Re: Kolmogorov Smirnov Test

kbrownk
Thanks for the feedback. My goal is to run a simple test to show that
the data cannot be rejected as either normally or uniformally
distributed (depening on the variable), which is what a previous K-S
test run using SPSS had shown. The actual distribution I compare to my
sample only matters that it would be rejected were my data multi-
modal. This way I can suggest the data is from the same population. I
later run PCA and cluster analyses to confirm this but I want an easy
stat to start with for the individual variables.

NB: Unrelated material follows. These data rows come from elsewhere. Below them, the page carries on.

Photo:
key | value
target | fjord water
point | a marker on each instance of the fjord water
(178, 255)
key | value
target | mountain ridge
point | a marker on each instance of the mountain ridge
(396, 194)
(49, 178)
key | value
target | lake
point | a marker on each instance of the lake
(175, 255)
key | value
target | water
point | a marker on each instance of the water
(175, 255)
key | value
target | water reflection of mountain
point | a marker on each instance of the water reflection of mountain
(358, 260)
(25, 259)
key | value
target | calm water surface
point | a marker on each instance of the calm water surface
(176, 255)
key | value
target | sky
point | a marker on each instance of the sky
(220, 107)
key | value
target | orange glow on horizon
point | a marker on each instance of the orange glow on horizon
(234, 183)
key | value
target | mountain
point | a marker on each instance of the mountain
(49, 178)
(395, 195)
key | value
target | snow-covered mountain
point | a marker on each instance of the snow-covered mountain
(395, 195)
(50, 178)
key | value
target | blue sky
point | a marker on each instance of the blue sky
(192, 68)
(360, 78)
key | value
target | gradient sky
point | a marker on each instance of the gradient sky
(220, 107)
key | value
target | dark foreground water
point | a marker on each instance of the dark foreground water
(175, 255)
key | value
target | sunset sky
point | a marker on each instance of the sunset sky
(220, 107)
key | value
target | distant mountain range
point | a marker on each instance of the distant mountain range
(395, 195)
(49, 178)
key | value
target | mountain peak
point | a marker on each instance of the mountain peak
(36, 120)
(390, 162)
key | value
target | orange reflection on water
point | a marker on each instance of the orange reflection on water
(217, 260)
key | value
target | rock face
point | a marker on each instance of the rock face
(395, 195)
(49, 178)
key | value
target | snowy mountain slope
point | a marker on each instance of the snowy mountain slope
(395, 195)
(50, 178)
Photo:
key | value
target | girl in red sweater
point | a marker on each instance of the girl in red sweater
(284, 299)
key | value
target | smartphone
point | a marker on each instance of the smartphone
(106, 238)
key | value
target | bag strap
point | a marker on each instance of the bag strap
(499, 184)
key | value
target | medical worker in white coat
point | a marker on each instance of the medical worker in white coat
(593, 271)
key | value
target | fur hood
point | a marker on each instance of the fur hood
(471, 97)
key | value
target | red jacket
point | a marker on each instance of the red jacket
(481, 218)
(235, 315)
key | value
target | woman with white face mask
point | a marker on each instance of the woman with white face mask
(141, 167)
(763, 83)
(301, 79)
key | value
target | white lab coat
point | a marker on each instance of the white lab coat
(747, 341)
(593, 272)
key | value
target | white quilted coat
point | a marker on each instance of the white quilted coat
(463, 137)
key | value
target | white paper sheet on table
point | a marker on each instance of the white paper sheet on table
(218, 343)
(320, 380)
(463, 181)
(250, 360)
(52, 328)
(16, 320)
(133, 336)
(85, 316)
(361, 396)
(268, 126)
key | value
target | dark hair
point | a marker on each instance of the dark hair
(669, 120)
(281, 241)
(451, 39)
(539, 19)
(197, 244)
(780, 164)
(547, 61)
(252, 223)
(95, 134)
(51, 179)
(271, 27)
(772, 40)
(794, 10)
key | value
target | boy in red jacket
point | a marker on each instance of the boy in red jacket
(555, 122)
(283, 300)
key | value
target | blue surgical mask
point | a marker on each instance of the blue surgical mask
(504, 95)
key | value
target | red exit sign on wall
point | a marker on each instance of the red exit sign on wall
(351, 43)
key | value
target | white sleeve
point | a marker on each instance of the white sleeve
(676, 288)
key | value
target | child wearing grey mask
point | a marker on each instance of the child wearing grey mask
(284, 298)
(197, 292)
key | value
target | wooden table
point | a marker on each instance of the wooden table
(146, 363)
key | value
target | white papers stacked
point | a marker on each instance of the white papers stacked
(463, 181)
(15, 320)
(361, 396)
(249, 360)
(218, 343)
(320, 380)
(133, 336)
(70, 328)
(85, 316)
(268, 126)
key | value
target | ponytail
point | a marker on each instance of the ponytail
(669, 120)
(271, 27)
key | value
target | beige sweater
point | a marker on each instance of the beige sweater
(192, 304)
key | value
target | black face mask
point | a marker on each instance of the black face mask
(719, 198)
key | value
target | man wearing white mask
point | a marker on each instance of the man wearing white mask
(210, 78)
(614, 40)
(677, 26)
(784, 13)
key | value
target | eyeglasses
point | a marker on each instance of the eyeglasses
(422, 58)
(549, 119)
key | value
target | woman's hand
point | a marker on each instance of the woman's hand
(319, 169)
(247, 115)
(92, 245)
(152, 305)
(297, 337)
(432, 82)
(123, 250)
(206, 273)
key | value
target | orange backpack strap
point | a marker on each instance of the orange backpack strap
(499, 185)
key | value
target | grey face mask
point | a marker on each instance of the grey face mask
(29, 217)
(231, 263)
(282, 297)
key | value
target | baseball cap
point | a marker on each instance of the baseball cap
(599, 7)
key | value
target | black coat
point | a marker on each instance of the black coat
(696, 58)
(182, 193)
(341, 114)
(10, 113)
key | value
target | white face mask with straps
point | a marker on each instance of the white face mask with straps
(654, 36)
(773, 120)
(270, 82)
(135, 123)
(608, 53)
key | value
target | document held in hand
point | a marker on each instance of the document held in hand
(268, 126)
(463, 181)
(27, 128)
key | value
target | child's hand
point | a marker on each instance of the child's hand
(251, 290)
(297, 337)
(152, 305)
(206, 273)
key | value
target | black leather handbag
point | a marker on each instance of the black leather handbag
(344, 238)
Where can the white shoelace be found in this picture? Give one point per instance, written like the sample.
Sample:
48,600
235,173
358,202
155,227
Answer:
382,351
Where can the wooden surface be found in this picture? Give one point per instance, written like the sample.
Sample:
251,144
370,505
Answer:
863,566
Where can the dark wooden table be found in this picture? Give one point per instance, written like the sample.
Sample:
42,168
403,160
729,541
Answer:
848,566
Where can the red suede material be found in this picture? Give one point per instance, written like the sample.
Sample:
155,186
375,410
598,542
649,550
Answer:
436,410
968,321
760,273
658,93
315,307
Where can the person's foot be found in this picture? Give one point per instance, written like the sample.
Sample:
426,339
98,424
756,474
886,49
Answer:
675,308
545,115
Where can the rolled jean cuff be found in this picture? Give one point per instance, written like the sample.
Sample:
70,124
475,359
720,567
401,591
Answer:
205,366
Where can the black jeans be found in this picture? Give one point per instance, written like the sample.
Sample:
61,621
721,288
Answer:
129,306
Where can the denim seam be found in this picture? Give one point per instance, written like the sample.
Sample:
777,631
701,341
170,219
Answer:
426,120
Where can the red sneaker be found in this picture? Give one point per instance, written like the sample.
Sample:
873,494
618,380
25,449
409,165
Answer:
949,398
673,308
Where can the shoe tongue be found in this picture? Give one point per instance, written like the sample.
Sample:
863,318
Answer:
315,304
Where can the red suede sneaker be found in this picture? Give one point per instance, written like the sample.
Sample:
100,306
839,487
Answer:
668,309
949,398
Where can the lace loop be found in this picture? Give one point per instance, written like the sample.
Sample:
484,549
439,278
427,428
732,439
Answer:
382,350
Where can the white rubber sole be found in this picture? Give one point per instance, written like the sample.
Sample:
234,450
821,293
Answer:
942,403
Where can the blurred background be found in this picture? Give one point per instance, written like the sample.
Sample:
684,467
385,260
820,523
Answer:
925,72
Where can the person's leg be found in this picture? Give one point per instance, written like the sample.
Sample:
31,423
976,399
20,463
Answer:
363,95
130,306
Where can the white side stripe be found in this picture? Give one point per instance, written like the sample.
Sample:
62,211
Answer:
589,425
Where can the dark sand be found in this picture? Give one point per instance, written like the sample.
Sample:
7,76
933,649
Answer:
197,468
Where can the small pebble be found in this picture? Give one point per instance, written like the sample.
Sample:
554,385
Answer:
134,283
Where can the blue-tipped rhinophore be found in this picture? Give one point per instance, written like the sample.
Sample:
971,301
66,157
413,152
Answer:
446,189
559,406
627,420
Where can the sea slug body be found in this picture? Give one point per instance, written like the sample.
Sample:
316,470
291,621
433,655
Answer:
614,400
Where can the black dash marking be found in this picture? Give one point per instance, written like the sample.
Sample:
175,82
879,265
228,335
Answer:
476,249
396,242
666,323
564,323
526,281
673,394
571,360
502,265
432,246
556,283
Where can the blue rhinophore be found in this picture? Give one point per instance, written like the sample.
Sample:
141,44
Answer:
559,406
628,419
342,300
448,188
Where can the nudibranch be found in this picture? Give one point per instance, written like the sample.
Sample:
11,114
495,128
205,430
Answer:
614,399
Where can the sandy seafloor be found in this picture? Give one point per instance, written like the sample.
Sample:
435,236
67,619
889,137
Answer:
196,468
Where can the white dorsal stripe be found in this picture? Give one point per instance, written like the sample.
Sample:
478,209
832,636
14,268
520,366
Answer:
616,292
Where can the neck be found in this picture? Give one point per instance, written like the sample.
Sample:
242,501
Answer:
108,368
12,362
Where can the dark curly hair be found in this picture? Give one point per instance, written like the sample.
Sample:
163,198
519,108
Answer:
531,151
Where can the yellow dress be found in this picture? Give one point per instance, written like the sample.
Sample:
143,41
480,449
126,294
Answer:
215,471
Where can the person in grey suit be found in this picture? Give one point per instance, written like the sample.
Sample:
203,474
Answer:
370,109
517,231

I didn't think I was comparing my data against itself, but rather
again a normal distribution with the same mean and standard deviation.
Using the mean seems necessary, so is it incorrect to have the same
standard deviation too? I need to go back and read on the K-S test to
see what the appropriate constraints are before bothering anyone for
more help. Sorry, I thought I had it.

Thanks again,
kbrownk

On Nov 11, 12:40 am, Greg Snow <[hidden email]> wrote:

> The way you are running the test the null hypothesis is that the data comes from a normal distribution with mean=0 and standard deviation = 1.  If your minimum data value is 0, then it seems very unlikely that the mean is 0.  So the test is being strongly influenced by the mean and standard deviation not just the shape of the distribution.
>
> Note that the KS test was not designed to test against a distribution with parameters estimated from the same data (you can do the test, but it makes the p-value inaccurate).  You can do a little better by simulating the process and comparing the KS statistic to the simulations rather than looking at the computed p-value.
>
> However you should ask yourself why you are doing the normality tests in the first place.  The common reasons that people do this don't match with what the tests actually test (see the fortunes on normality).
>
> --
> Gregory (Greg) L. Snow Ph.D.
> Statistical Data Center
> Intermountain Healthcare
> [hidden email]
> 801.408.8111
>
>
>
> > -----Original Message-----
> > From: [hidden email] [mailto:r-help-bounces@r-
> > project.org] On Behalf Of Kerry
> > Sent: Wednesday, November 10, 2010 9:23 PM
> > To: [hidden email]
> > Subject: [R] Kolmogorov Smirnov Test
>
> > I'm using ks.test (mydata, dnorm) on my data. I know some of my
> > different variable samples (mydata1, mydata2, etc) must be normally
> > distributed but the p value is always < 2.0^-16 (the 2.0 can change
> > but not the exponent).
>
> > I want to test mydata against a normal distribution. What could I be
> > doing wrong?
>
> > I tried instead using rnorm to create a normal distribution: y = rnorm
> > (68,mean=mydata, sd=mydata), where N= the sample size from mydata.
> > Then I ran the k-s: ks.test (mydata,y). Should this work?
>
> > One issue I had was that some of my data has a minimum value of 0, but
> > rnorm ran as I have it above will potentially create negative numbers.
>
> > Also some of my variables will likely be better tested against non-
> > normal distributions (uniform etc.), but if I figure I should learn
> > how to even use ks.test first.
>
> > I used to use SPSS but am really trying to jump into R instead, but I
> > find the help to assume too heavy of statistical knowledge.
>
> > I'm guessing I have a long road before I get this, so any bits of
> > information that may help me get a bit further will be appreciated!
>
> > Thanks,
> > kbrownk
>
> > ______________________________________________
> > [hidden email] mailing list
> >https://stat.ethz.ch/mailman/listinfo/r-help
> > PLEASE do read the posting guidehttp://www.R-project.org/posting-
> > guide.html
> > and provide commented, minimal, self-contained, reproducible code.
>
> ______________________________________________
> [hidden email] mailing listhttps://stat.ethz.ch/mailman/listinfo/r-help
> PLEASE do read the posting guidehttp://www.R-project.org/posting-guide.html
> and provide commented, minimal, self-contained, reproducible code.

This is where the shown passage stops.